Information flow security ensures that the secret data manipulated by a program does not influence its observable output. Proving information flow security is especially challenging for concurrent programs, where operations on secret data may influence the execution time of a thread and, thereby, the interleaving between different threads. Such internal timing channels may affect the observable outcome of a program even if an attacker does not observe execution times. Existing verification techniques for information flow security in concurrent programs attempt to prove that secret data does not influence the relative timing of threads. However, these techniques are often restrictive (for instance because they disallow branching on secret data) and make strong assumptions about the execution platform (ignoring caching, processor instructions with data-dependent runtime, and other common features that affect execution time). In this paper, we present a novel verification technique for secure information flow in concurrent programs that lifts these restrictions and does not make any assumptions about timing behavior. The key idea is to prove that all mutating operations performed on shared data commute, such that different thread interleavings do not influence its final value. Crucially, commutativity is required only for an abstraction of the shared data that contains the information that will be leaked to a public output. Abstract commutativity is satisfied by many more operations than standard commutativity, which makes our technique widely applicable. We formalize our technique in CommCSL, a relational concurrent separation logic with support for commutativity-based reasoning, and prove its soundness in Isabelle/HOL. We implemented CommCSL in HyperViper, an automated verifier based on the Viper verification infrastructure, and demonstrate its ability to verify challenging examples.
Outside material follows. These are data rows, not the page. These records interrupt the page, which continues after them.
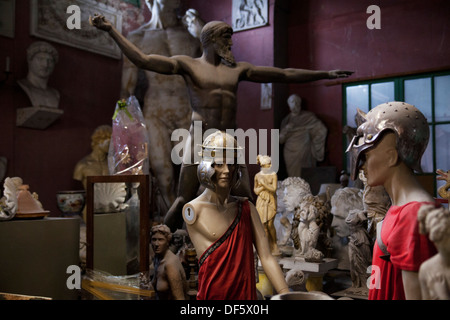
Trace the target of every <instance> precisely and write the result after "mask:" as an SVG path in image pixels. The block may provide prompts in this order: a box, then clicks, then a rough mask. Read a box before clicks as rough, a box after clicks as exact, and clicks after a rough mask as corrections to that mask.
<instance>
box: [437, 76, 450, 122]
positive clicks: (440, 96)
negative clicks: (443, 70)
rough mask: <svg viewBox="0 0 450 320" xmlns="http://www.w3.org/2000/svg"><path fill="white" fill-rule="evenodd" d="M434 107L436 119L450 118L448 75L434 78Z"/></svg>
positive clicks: (438, 119) (447, 120) (448, 79)
mask: <svg viewBox="0 0 450 320" xmlns="http://www.w3.org/2000/svg"><path fill="white" fill-rule="evenodd" d="M434 108H435V109H434V117H435V119H436V121H449V120H450V76H441V77H435V78H434Z"/></svg>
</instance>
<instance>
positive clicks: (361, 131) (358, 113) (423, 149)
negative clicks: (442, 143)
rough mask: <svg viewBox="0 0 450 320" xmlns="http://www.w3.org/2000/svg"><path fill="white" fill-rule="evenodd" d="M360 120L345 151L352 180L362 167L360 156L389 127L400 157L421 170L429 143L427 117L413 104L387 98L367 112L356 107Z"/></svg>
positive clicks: (366, 149)
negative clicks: (356, 127)
mask: <svg viewBox="0 0 450 320" xmlns="http://www.w3.org/2000/svg"><path fill="white" fill-rule="evenodd" d="M357 111H358V114H359V116H360V117H361V118H362V121H363V123H362V124H361V125H360V126H359V127H358V128H357V130H356V135H355V136H354V137H353V139H352V141H351V142H350V144H349V146H348V148H347V151H346V152H350V156H351V176H352V179H353V180H355V179H356V177H357V176H358V172H359V168H360V167H361V165H362V163H361V156H362V154H363V153H364V152H365V151H366V150H367V149H369V148H371V147H373V146H374V145H375V144H376V143H377V142H378V141H379V140H380V137H381V136H382V133H383V132H385V131H387V130H390V131H392V132H394V133H395V134H396V136H397V151H398V155H399V158H400V159H401V160H402V161H403V162H404V163H405V164H406V165H407V166H408V167H409V168H411V169H412V170H415V171H418V172H422V169H421V166H420V160H421V158H422V155H423V153H424V152H425V149H426V147H427V145H428V139H429V136H430V129H429V127H428V123H427V119H426V118H425V116H424V115H423V114H422V112H420V110H419V109H417V108H416V107H415V106H413V105H410V104H408V103H405V102H398V101H394V102H387V103H383V104H380V105H378V106H376V107H375V108H373V109H372V110H370V111H369V112H368V113H367V114H366V113H364V112H363V111H361V110H360V109H357Z"/></svg>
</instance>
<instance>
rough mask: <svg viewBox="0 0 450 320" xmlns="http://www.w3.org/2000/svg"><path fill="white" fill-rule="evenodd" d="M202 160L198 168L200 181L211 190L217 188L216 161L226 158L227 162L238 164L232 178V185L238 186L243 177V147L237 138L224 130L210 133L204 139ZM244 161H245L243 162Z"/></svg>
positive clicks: (228, 162)
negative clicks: (240, 165) (233, 136)
mask: <svg viewBox="0 0 450 320" xmlns="http://www.w3.org/2000/svg"><path fill="white" fill-rule="evenodd" d="M201 147H202V150H201V152H200V156H201V157H202V160H201V161H200V163H199V165H198V168H197V177H198V180H199V181H200V183H201V184H202V185H203V186H205V187H206V188H209V189H211V190H214V191H215V189H216V187H215V185H214V183H213V181H212V177H213V175H214V173H215V170H214V166H213V165H214V163H216V162H217V161H223V160H224V159H225V161H226V163H227V164H236V165H237V166H236V170H235V172H234V176H233V177H232V179H231V186H232V187H236V186H237V184H239V180H240V178H241V170H240V166H239V164H240V163H241V161H242V157H243V156H242V148H241V147H239V146H238V144H237V141H236V139H235V138H234V137H233V136H231V135H230V134H228V133H225V132H223V131H219V130H218V131H216V132H214V133H212V134H210V135H209V136H208V137H206V139H205V140H204V141H203V144H202V146H201ZM242 163H243V162H242Z"/></svg>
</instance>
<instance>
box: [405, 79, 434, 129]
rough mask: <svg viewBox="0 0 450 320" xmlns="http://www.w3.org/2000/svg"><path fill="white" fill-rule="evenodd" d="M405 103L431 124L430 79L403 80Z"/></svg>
mask: <svg viewBox="0 0 450 320" xmlns="http://www.w3.org/2000/svg"><path fill="white" fill-rule="evenodd" d="M405 102H406V103H409V104H412V105H414V106H416V108H418V109H419V110H420V111H422V113H423V114H424V115H425V117H426V118H427V120H428V122H431V121H432V119H431V78H420V79H413V80H405Z"/></svg>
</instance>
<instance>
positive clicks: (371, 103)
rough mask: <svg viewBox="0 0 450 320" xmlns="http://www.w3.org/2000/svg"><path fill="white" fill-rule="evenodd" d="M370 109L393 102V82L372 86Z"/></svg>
mask: <svg viewBox="0 0 450 320" xmlns="http://www.w3.org/2000/svg"><path fill="white" fill-rule="evenodd" d="M370 95H371V97H370V98H371V107H372V108H375V107H376V106H377V105H379V104H382V103H385V102H390V101H394V100H395V93H394V82H393V81H391V82H383V83H374V84H372V87H371V91H370Z"/></svg>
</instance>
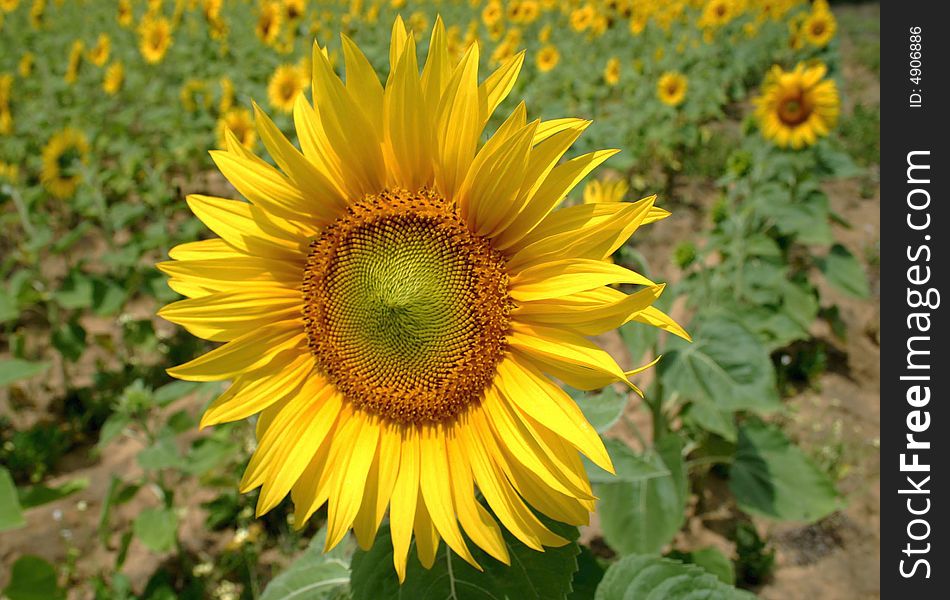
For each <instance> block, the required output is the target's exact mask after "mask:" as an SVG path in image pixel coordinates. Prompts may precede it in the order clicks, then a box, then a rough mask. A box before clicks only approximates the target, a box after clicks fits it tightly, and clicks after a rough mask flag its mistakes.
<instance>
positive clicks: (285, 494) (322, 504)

翻译：信息流安全性确保程序处理的机密数据不会影响其可观察输出。对于并发程序而言，证明信息流安全性尤其具有挑战性，因为对机密数据的操作可能影响线程的执行时间，从而影响不同线程之间的交错。即使攻击者不观察执行时间，这种内部时间通道也可能影响程序的可观察结果。现有的并发程序信息流安全性验证技术试图证明机密数据不影响线程的相对时序。然而，这些技术往往具有限制性（例如，不允许对机密数据进行分支），并对执行平台做出强假设（忽略缓存、具有数据依赖运行时间的处理器指令以及影响执行时间的其他常见特性）。在本文中，我们提出了一种新颖的并发程序安全信息流验证技术，该技术消除了这些限制，并且不对时序行为做任何假设。其核心思想是证明对共享数据执行的所有变异操作是可交换的，从而使得不同的线程交错不会影响其最终值。关键在于，可交换性仅要求针对共享数据的一个抽象，该抽象包含将泄露给公共输出的信息。与标准可交换性相比，抽象可交换性满足更多操作，这使得我们的技术具有广泛适用性。我们在CommCSL（一种支持基于可交换性推理的关系型并发分离逻辑）中形式化了该技术，并在Isabelle/HOL中证明了其正确性。我们在HyperViper（一个基于Viper验证基础设施的自动化验证器）中实现了CommCSL，并展示了其验证具有挑战性示例的能力。